The four who sat together at Kobane Kurdish Restaurant for lunch in Huddersfield headed to International (40-42 Morley Street, Bradford, BD7 1BA). Tomorrow we will be the last men on this trip left standing. After an impressive Karela Lamb Karahi (£9.95) here last night, Hector was keen to try one of the new Dishes on the new Menu. The description of Lamb Nawabi Khani (£9.95) had it all – complex – desi masala – coriander.

The staff were surprised to see Hector back so soon, I led – The Company – to my favourite table beside the stairs. The Menu was brought in a flash hence the coats were still on. In years gone by, Poppadoms would have arrived with the Menu, not any more.

Complimentary Poppadoms and Dips stopped a long time ago – I was told by the Waiter. Indeed, in the spring of 2018 when International was forcibly closed having failed their hygiene inspection. Yes, I mention this again, let the staff and the reader not be under any misapprehensions. The recently re-opened premises may be pukka, it is the work of Mr. Bashir, Khalid, Ali and of course, the kitchen staff over many years, which made International one of Bradford’s top Curry Houses. Then things turned sour, International has to re-establish itself in Bradford.

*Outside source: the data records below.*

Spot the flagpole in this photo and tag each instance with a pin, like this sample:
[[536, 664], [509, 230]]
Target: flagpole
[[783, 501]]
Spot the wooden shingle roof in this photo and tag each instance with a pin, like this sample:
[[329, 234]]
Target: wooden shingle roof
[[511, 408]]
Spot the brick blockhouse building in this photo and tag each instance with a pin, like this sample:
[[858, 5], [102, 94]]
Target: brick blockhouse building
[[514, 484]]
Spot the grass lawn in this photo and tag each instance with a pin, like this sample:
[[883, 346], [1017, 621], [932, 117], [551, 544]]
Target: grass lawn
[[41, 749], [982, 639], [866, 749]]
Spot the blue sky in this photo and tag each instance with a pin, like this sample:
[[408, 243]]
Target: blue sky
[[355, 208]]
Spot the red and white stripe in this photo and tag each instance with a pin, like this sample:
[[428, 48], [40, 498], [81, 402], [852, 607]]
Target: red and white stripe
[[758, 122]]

My fellow diners surprised me by not ordering Curry. Craig ordered Lamb Seekh Kebab (£3.95), Yvonne, Chicken Pakora (£3.25). One Starter was not enough for Mags: Chicken Wings (£3.95) and Mushroom Pakora (£3.50) might have been enough for some, Mags added Chips (£2.50) to this. Chips? I think a – wtf – is justified.

The Order was completed by Hector ordering a Plain Naan as part of the inclusive deal. Having done so, it was time to go up to the counter and discuss their current policy.

Last night I was charged for a Garlic and Coriander Naan (£2.95).

I was told that as is written on the Menu, only a Plain Naan is inclusive. That is not how it has been in my twenty plus years of dining here.

If I order a Garlic and Coriander Naan, what happens to the Plain Naan I am entitled to?

The logic escaped the young chap I was talking to, the Waiter who also appears to be the Manager suggested it is simply lost. So, if I do order a Naan (/Rice/Rotis/Chapattis) that I don’t really want, I waste food, else I lose it?

This is stupid!

I took my seat. It looks as though – The Curry-Heute Campaign – will have to be extended to include this paradox. In Europe, where Rice is nearly always included with a Main Course, I have wondered who would order a more complex Rice. I did make the mistake of ordering Naan across the street at Kashmir once upon a time, the Chapattis came too. Honourable, but crazy.

Chicken Wings

Seven Chicken Wings with a BBQ Sauce drizzled across. At least there was an attempt at a garnish. At this price I would have expected more. I am not a fan of most BBQ Sauces. Not for Hector. Mags was happy with her #1 choice:

Marvellous, BBQ-ee, and spicy.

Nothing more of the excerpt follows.